The Centrifugal Pump Supplier tells us that there are two main series of pumps: centrifugal pumps and positive displacement pumps. Compared with the latter, centrifugal pumps are usually designated for higher flow rates and low viscosity liquids as low as 0.1 cP. In some chemical plants, 90% of the pumps used are centrifugal pumps. However, in many applications, positive displacement pumps are preferred.
What are the limitations of centrifugal pumps?
The effective operation of a centrifugal pump depends on the constant, high-speed rotation of its impeller. For high-viscosity feeds, the efficiency of centrifugal pumps is getting lower and lower: the resistance is greater, and higher pressures are required to maintain a specific flow. Therefore, in general, centrifugal pumps are suitable for low-pressure, high-volume, pumping applications for liquids with a viscosity between 0.1 and 200 cP.
Slurry such as mud or high-viscosity oil can cause excessive wear and overheating, which can lead to damage and premature failure. Positive Displacement Pumps usually run at fairly low speeds and are less prone to these problems.
Any pumping medium sensitive to shear (separation of emulsions, slurries or biological liquids) will also be damaged by the high speed of the centrifugal pump impeller. In this case, it is preferable that the rotational speed of the displacement pump is lower.

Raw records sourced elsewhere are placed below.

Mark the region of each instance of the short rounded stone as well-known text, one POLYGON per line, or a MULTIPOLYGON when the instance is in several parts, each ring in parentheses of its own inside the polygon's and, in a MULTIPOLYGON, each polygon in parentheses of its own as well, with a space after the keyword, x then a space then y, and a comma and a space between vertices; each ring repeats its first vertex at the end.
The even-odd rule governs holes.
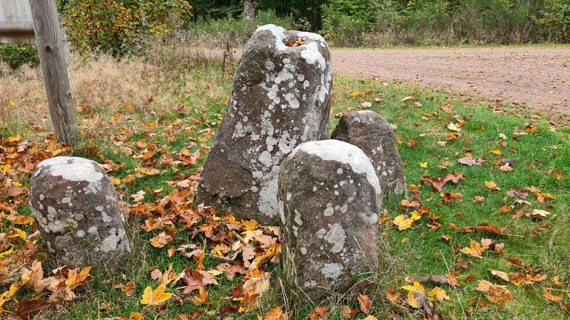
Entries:
POLYGON ((59 156, 41 162, 29 201, 49 251, 61 262, 113 266, 130 251, 115 187, 95 161, 59 156))
POLYGON ((289 287, 317 297, 378 269, 382 191, 357 146, 339 140, 300 144, 281 164, 278 199, 289 287))

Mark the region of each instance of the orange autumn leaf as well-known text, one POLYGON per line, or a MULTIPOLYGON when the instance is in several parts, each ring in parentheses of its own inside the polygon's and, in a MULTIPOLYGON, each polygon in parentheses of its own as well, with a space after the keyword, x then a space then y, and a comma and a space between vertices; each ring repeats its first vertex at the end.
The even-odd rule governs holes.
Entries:
POLYGON ((142 292, 142 299, 140 299, 140 303, 142 304, 157 306, 172 297, 172 294, 165 292, 165 291, 166 286, 163 284, 159 284, 154 290, 152 290, 152 288, 150 287, 147 287, 145 288, 145 291, 142 292))
POLYGON ((494 270, 492 269, 489 269, 489 271, 491 272, 491 274, 495 277, 499 277, 506 282, 509 282, 509 274, 504 271, 499 271, 499 270, 494 270))
POLYGON ((318 306, 315 308, 315 311, 312 314, 309 315, 309 318, 311 320, 326 320, 328 310, 328 307, 327 306, 318 306))
POLYGON ((167 235, 165 232, 160 233, 156 237, 150 239, 150 245, 155 247, 162 247, 167 245, 174 240, 170 235, 167 235))
POLYGON ((555 302, 559 302, 562 300, 562 296, 554 296, 550 293, 550 289, 547 288, 542 288, 544 291, 544 299, 555 302))
POLYGON ((472 240, 470 241, 471 243, 470 244, 470 246, 468 247, 466 247, 463 249, 461 249, 461 252, 472 257, 478 258, 482 257, 481 255, 483 254, 484 251, 483 247, 482 247, 481 245, 477 241, 472 240))
POLYGON ((91 267, 89 266, 81 269, 81 271, 78 273, 78 271, 79 271, 79 268, 69 270, 67 279, 66 279, 66 285, 70 290, 73 290, 78 287, 83 285, 87 278, 93 277, 89 274, 89 270, 90 270, 91 267))
POLYGON ((366 294, 359 293, 356 299, 360 304, 361 311, 364 314, 368 314, 368 312, 370 312, 370 307, 372 306, 372 301, 370 301, 370 297, 366 294))
POLYGON ((500 188, 497 186, 497 183, 492 181, 485 181, 485 188, 492 190, 501 190, 500 188))
MULTIPOLYGON (((258 319, 259 319, 258 317, 258 319)), ((281 306, 276 306, 269 310, 265 314, 264 320, 287 320, 287 314, 284 314, 281 306)))
POLYGON ((487 292, 487 299, 494 304, 504 304, 506 302, 512 301, 512 294, 507 289, 507 286, 494 284, 487 280, 481 280, 476 289, 487 292))

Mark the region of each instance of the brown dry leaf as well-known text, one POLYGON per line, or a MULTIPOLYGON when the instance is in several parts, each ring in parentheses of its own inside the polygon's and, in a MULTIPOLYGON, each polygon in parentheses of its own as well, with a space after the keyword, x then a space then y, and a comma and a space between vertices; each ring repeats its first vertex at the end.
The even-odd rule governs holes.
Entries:
POLYGON ((559 181, 561 181, 564 179, 564 176, 562 176, 562 170, 559 169, 554 170, 554 172, 552 173, 552 176, 559 181))
POLYGON ((198 289, 200 292, 198 294, 192 297, 192 303, 196 306, 199 306, 204 303, 207 303, 208 302, 208 291, 206 290, 203 287, 200 287, 198 289))
POLYGON ((68 273, 67 278, 65 280, 66 286, 67 286, 70 290, 74 290, 78 287, 83 286, 85 284, 85 281, 87 278, 93 277, 89 274, 89 271, 90 270, 91 266, 86 267, 81 269, 81 271, 79 271, 79 268, 69 270, 69 273, 68 273))
POLYGON ((356 297, 356 299, 358 301, 361 311, 364 314, 368 314, 368 312, 370 312, 370 308, 372 306, 372 301, 370 301, 370 297, 366 294, 359 293, 358 297, 356 297))
POLYGON ((315 311, 312 314, 309 315, 309 318, 311 320, 326 320, 328 310, 328 307, 327 306, 318 306, 315 308, 315 311))
POLYGON ((546 218, 546 215, 549 214, 551 214, 551 213, 549 213, 544 210, 534 209, 532 210, 532 213, 531 213, 530 215, 532 218, 543 219, 544 218, 546 218))
POLYGON ((135 293, 135 284, 132 281, 129 281, 126 284, 122 283, 117 284, 115 288, 123 290, 127 297, 131 297, 135 293))
POLYGON ((405 145, 410 149, 413 149, 418 146, 418 142, 413 139, 408 139, 408 142, 405 143, 405 145))
POLYGON ((428 297, 431 298, 432 300, 437 300, 440 302, 443 302, 443 300, 450 299, 450 296, 447 295, 447 292, 439 287, 432 289, 430 293, 428 294, 428 297))
POLYGON ((463 195, 458 192, 446 192, 445 193, 440 193, 440 196, 443 198, 443 201, 445 201, 445 203, 450 203, 454 201, 457 202, 461 202, 463 201, 463 195))
POLYGON ((463 249, 461 249, 460 251, 462 252, 463 252, 463 253, 465 253, 466 255, 470 255, 472 257, 478 257, 478 258, 482 257, 481 255, 483 254, 483 251, 484 250, 481 246, 481 244, 480 244, 477 241, 475 241, 475 240, 470 240, 470 241, 471 241, 471 243, 470 244, 469 247, 464 247, 463 249))
POLYGON ((490 271, 491 274, 493 274, 494 276, 498 277, 507 282, 509 282, 509 274, 507 274, 507 272, 504 272, 503 271, 494 270, 492 269, 489 269, 489 271, 490 271))
POLYGON ((453 112, 453 107, 449 103, 446 103, 444 105, 440 105, 440 109, 443 110, 445 113, 451 113, 453 112))
POLYGON ((281 306, 276 306, 269 310, 265 315, 264 320, 287 320, 287 314, 284 314, 281 306))
POLYGON ((394 304, 401 304, 400 293, 394 291, 392 288, 388 288, 386 292, 386 299, 394 304))
POLYGON ((162 304, 172 297, 172 294, 165 292, 165 290, 166 286, 164 284, 159 284, 154 290, 150 287, 147 287, 142 292, 142 299, 140 299, 140 303, 151 306, 157 306, 162 304))
POLYGON ((350 306, 343 305, 341 309, 340 316, 343 320, 350 320, 354 318, 354 316, 358 314, 358 312, 360 312, 360 309, 358 308, 353 310, 350 306))
POLYGON ((497 183, 492 181, 485 181, 485 188, 492 190, 501 190, 500 188, 497 186, 497 183))
POLYGON ((487 292, 487 299, 494 304, 502 305, 506 302, 512 301, 512 294, 506 286, 494 284, 487 280, 481 280, 476 289, 487 292))
POLYGON ((150 245, 152 245, 152 247, 160 248, 170 243, 173 240, 174 238, 172 238, 172 235, 163 231, 159 233, 156 237, 150 239, 150 245))
POLYGON ((411 201, 403 199, 400 201, 400 206, 402 206, 403 207, 418 208, 420 206, 420 201, 417 198, 413 198, 411 201))
POLYGON ((562 301, 562 296, 554 296, 550 293, 550 289, 547 288, 542 288, 544 290, 544 299, 550 301, 554 301, 555 302, 559 302, 562 301))
POLYGON ((26 282, 26 287, 31 288, 36 294, 39 294, 43 291, 50 284, 47 279, 43 279, 43 270, 41 268, 41 262, 35 260, 31 264, 31 270, 28 270, 26 267, 22 268, 22 277, 29 277, 26 282))
POLYGON ((477 225, 475 228, 475 229, 477 230, 478 231, 484 231, 489 233, 494 233, 495 235, 502 235, 503 232, 504 232, 504 230, 507 229, 507 228, 484 223, 477 225))

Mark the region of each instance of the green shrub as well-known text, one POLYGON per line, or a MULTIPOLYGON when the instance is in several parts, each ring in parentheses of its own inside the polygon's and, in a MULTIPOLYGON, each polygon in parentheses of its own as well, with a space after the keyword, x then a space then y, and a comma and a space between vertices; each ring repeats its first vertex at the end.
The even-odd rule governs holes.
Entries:
POLYGON ((339 47, 358 47, 366 44, 366 34, 372 31, 371 23, 365 18, 341 12, 332 6, 323 6, 321 35, 339 47))
POLYGON ((184 0, 70 0, 63 23, 81 53, 131 53, 146 35, 161 35, 192 18, 184 0))
POLYGON ((36 46, 0 43, 0 61, 7 63, 16 69, 23 64, 36 65, 40 62, 36 46))
POLYGON ((533 16, 548 42, 570 41, 570 2, 567 0, 544 0, 544 6, 533 16))

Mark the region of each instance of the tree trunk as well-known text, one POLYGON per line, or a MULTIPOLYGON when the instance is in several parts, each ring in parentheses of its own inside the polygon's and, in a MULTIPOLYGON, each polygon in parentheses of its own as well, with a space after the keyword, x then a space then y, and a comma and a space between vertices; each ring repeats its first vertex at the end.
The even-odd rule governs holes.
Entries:
POLYGON ((253 21, 255 20, 256 0, 244 0, 244 18, 253 21))
POLYGON ((77 122, 56 2, 31 0, 30 3, 53 133, 57 141, 73 144, 78 140, 77 122))

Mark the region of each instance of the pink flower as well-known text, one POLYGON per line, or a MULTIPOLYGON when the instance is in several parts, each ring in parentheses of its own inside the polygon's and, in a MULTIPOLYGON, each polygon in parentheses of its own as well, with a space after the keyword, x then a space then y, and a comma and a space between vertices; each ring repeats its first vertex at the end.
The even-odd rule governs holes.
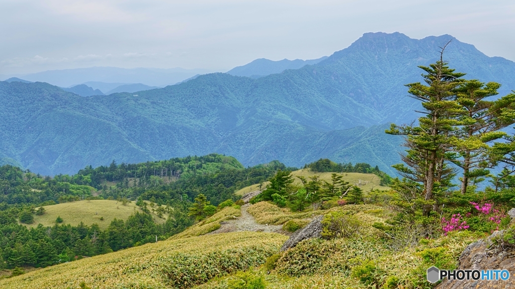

Another limitation is that, unlike positive displacement pumps, centrifugal pumps cannot provide suction when dry: they must first be primed with pumped fluid. Therefore, Centrifugal Pumps are not suitable for any application with intermittent supply. In addition, if the feed pressure is variable, the centrifugal pump will produce a variable flow; the positive displacement pump is insensitive to pressure changes and will provide a constant output. Therefore, in applications requiring precise metering, positive displacement pumps are preferred.